What will fix mobile email?

A couple of conversations today prompted me to take a fresh look at the "mobile email problem", as I have come to think of it.  After reading our whitepaper "Email Marketing for the Third Screen" a client asked, "But I am still not sure exactly what to do!"  Yep, you are not alone.

There are a lot of ideas out there about how to solve the problem.  Some are better than others.  Some are simply poor and short-sided... but I digress.  Fact is, all of the proposed solutions are nothing more than workarounds to a complicated and baffling problem derived from the fact that no common coding standards exist.  Optimize for one scenario and you mess up performance for another.  There is no simple quick fix.

Now that I have rained on everyone's parade, the larger question really is "What is going to FIX the mobile email problem?"  This question was raised in a discussion this afternoon.  The following is an edited response I posted to that group.  Enjoy!

The right answer is for mobile devices to adopt standards for rendering email such that current coding standards work.  This is similar to the standardization efforts that helped unify the internet.  Remember when the internet was littered with images like this?  Thankfully they are gone now.

The initial thought was to muster the email troops and lobby for the adoption of standards that would better serve the consumer.  However, the market forces against getting manufacturers to standardize how they treat email are simply too strong at the moment.  Consider that iPhone recently leapfrogged the entire industry in their ability to render email and now RIM (Blackberry) has 
Apple pegged as enemy #1.  How well these devices support mobile email is a huge competitive advantage and when you are talking about selling cell phones, you are talking about big, big bucks.  In several attempts to engage with people who could influence the adoption of industry standards I was met with head shaking and laughing, as if to say, "How naive?"

Fortunately, Apple has done more for creating the necessary pressure than any lobby could ever hope to do.  Their move with the iPhone was a huge step toward "rendering email properly". The pressure they have applied to the market to handle email and the online experience well (no matter how much one may agree or disagree about "how well" thus far) is already accelerating changes in the market.  RIM knows they are in a fight as they enter the consumer smartphone market.  They will need to update their enterprise mail server capabilities and get with the times... or get their teeth kicked in.  All Apple needs to do is drop their price to $100 for a smartphone and RIM drops out of the consumer battle.  Since the consumer smartphone market is is where the big money is in the coming years, it is imperative for RIM to upgrade the way they handle email and the web.  I believe that B2B trends will follow quickly... or else RIM will go the way of Lotus Notes to be only used when IT has already invested too much to pull out.

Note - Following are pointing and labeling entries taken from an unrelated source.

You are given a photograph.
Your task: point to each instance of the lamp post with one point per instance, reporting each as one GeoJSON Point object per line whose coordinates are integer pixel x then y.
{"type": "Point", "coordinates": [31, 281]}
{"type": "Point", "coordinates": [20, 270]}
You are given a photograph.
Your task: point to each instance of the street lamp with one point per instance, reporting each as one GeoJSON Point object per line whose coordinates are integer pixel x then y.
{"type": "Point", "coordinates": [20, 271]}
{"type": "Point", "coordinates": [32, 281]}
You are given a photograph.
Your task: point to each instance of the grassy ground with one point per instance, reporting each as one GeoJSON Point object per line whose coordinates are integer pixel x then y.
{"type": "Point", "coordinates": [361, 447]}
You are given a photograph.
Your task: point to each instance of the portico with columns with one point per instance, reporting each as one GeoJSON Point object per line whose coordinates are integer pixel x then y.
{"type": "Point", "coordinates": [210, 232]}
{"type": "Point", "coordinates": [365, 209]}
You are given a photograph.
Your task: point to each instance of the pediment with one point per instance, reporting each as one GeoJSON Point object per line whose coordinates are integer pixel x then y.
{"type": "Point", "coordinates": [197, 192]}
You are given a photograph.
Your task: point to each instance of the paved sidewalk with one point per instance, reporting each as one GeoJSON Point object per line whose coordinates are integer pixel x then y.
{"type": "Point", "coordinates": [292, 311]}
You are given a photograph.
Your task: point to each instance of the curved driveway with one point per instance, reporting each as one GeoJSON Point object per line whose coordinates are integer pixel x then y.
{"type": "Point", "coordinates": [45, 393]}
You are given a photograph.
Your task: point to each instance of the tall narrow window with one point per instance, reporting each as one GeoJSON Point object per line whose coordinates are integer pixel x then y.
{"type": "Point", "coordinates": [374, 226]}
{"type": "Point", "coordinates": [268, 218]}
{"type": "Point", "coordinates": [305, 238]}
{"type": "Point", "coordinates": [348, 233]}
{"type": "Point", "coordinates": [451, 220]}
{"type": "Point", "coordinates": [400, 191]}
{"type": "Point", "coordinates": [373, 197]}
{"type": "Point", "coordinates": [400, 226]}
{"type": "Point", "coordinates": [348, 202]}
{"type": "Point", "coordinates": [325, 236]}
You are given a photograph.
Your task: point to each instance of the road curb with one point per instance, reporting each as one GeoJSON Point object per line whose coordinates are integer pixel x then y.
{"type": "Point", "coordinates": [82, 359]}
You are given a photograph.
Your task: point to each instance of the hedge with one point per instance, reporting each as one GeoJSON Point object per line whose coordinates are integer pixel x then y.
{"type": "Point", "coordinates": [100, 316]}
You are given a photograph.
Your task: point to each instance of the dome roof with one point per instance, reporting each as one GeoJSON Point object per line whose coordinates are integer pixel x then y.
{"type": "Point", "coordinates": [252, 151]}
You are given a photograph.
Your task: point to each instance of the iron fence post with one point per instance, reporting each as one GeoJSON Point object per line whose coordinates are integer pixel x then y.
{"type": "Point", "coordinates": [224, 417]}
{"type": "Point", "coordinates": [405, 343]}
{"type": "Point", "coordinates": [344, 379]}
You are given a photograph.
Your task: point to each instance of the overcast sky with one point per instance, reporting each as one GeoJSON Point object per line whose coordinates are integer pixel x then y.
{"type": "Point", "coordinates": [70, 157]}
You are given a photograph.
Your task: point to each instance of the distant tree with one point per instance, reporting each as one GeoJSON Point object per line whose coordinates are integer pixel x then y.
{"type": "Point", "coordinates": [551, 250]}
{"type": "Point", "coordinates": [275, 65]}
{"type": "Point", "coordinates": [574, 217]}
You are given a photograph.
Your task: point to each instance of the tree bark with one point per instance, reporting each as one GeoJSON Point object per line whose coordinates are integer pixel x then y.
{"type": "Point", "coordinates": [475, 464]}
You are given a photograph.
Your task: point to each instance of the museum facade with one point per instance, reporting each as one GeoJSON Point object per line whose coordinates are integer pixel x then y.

My belief is that this problem will fix itself through market competition in the next 2-3 years, which is faster than a lobby would probably have an impact. We have not seen the long term solution yet, but it is coming--the competition is fierce, and that is a good thing for our cause.  After getting laughed at realizing the economic forces at work, we stopped trying to beat the "thy must standardize" drum.

For now, mobile email remains a big challenge.  Only a select few have figured out solutions that are even halfway decent.  Nothing stellar.  There is the trade-off between desktop appearance and mobile rendering.  Where mobile is highly likely (e.g., travel alerts) then go with simple single column, boring old email.  If simply trying to accommodate for a mobile audience where readership is more likely to happen on a desktop, then then trying to minimize the distortion of email on the mobile device by using tools like Pivotal Veracity eDesign Optimizer for mobile devices and then leverage a click to view solution (where the landing page determines the type of browser and then renders the page accordingly). Unfortunately, that is still the best I have come across. 

ExactTarget is committed to investigating other alternatives.  Moreover, this is a personal passion of mine and there are many others at ExactTarget passionate about finding better workarounds.  We are optimistic that a decent workaround is on the horizon, but not foolishly so--there will not be a perfect workaround until standards emerge.  If you have ideas that you would recommend or like to try, let us know, we would love to work with you.